Government Affairs Advisor, NextGen Healthcare

Chris Emper, JD, MBA, is government affairs advisor at NextGen Healthcare and president of Emper Healthcare Advisors—a health IT industry advisory and consulting services firm in Washington, D.C. that specializes in helping healthcare providers and technology companies successfully navigate and comply with complex regulations and value-based reimbursement models. Prior to forming Emper Healthcare Advisors in 2016, Chris was vice president of Government Affairs at NextGen Healthcare (NASDAQ: NXGN) and Chair of the Electronic Health Record Association (EHRA) Public Policy committee.

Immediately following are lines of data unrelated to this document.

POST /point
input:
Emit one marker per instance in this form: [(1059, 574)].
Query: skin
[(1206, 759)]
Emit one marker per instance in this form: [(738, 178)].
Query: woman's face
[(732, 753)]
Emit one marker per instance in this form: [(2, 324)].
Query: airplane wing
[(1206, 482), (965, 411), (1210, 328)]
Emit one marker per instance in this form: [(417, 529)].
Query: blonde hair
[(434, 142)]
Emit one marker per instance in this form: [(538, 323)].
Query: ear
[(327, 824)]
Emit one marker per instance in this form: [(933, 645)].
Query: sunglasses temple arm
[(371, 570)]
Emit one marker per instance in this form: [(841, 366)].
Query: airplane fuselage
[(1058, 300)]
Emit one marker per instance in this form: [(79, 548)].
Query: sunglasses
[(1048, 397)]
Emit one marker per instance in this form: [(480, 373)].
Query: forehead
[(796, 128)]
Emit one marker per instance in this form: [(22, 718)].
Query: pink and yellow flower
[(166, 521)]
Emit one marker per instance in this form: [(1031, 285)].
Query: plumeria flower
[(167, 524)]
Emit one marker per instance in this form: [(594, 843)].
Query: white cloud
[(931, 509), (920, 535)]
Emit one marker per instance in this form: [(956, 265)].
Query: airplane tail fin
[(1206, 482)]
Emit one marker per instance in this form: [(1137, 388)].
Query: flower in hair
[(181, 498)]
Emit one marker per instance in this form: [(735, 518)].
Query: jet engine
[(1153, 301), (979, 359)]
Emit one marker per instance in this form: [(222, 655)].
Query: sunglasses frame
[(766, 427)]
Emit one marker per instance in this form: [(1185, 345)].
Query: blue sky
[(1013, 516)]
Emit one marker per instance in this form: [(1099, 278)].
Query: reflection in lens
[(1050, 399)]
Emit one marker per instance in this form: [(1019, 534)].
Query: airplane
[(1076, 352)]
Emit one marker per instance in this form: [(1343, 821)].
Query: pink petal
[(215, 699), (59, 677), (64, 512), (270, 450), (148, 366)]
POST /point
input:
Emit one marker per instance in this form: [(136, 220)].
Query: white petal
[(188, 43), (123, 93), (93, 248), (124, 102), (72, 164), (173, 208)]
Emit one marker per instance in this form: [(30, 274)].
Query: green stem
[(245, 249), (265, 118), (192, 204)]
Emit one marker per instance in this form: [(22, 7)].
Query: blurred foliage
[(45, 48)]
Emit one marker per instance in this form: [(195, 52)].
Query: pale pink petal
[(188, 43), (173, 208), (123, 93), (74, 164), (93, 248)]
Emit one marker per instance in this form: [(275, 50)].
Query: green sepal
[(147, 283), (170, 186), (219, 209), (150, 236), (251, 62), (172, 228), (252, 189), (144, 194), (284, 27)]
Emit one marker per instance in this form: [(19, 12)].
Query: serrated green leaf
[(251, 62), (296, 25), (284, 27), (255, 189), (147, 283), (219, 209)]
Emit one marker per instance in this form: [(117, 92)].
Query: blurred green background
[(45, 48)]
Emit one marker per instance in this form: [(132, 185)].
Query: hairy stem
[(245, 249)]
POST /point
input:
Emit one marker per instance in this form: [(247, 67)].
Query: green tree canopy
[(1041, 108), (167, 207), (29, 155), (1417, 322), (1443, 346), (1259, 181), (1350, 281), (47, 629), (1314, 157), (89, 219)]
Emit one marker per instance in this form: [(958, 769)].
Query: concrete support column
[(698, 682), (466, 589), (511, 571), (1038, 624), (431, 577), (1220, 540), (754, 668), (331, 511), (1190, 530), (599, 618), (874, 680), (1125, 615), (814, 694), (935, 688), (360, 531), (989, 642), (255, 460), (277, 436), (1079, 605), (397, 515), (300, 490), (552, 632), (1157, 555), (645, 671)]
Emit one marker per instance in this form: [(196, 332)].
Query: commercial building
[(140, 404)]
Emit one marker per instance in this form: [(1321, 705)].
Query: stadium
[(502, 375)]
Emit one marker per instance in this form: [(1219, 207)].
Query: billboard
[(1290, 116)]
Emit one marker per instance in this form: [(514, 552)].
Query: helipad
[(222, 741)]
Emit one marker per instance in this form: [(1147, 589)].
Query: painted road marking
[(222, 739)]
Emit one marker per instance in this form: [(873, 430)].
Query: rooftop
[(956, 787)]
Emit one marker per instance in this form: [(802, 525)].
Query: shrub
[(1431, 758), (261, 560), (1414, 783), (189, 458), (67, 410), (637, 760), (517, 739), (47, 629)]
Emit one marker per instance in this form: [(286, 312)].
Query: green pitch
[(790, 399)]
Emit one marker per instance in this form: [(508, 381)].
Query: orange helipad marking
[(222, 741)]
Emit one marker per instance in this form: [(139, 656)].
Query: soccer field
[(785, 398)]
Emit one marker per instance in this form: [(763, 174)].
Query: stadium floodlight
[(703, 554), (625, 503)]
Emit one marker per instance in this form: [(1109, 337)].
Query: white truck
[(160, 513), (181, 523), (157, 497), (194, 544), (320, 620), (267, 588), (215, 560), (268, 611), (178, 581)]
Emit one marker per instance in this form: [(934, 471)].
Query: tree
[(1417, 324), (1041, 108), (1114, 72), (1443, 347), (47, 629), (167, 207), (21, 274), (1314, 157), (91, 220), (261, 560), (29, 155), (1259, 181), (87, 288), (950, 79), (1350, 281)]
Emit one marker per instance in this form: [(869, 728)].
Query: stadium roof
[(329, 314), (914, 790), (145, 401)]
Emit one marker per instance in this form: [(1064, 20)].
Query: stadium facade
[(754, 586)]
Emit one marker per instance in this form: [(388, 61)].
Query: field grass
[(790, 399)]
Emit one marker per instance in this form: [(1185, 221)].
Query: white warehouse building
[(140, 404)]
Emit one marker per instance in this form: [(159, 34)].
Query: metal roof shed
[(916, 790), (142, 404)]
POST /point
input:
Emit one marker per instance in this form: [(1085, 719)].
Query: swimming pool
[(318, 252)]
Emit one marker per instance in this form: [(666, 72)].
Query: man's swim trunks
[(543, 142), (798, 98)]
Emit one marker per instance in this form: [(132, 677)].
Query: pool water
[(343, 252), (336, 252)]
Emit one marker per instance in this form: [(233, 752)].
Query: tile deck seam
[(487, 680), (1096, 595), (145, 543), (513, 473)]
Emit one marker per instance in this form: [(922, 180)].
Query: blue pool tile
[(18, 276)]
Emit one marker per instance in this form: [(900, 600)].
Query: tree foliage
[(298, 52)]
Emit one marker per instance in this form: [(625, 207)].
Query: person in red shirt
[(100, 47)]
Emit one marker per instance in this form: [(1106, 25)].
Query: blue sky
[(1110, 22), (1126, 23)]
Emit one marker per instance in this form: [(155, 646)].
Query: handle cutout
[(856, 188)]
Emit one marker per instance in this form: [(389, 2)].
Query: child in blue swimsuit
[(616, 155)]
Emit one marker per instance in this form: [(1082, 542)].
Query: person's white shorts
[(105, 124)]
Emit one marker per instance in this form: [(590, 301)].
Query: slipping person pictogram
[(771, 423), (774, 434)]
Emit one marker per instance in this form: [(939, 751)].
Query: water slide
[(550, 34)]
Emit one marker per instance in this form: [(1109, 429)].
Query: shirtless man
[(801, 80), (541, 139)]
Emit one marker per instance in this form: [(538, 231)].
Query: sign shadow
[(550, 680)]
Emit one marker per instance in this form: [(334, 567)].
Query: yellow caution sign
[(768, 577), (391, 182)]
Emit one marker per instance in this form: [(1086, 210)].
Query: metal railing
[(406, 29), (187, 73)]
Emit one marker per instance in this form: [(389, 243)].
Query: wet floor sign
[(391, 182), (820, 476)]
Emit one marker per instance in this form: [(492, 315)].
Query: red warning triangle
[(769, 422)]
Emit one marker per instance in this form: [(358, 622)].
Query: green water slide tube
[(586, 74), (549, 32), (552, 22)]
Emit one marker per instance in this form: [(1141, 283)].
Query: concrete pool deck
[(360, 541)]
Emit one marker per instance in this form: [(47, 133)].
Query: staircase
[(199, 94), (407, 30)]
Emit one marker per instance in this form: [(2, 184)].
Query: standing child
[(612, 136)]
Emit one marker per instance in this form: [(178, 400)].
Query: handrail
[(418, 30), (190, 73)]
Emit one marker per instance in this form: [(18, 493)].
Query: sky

An expert in The Medicare Access and CHIP Reauthorization Act of 2015 (MACRA), The Patient Protection and Affordable Care Act (ACA), and The 21st Century Cures Act, Chris is a frequent speaker at industry conferences and has written or appeared in articles in publications such as Politico, Health Data Management, Accountable Care News, and Medical Economics. From 2016-2019, Chris served as Chair of the HIMSS Government Relations Roundtable, a leading coalition of health IT government affairs professionals.

Prior to joining NextGen Healthcare in 2013, Chris served as a Domestic Policy Advisor for former Massachusetts Governor Mitt Romney’s 2012 Presidential Campaign, where he advised the campaign on policy issues including healthcare, technology, and innovation. He holds a law degree and an MBA from Villanova University and a BA from Boston College.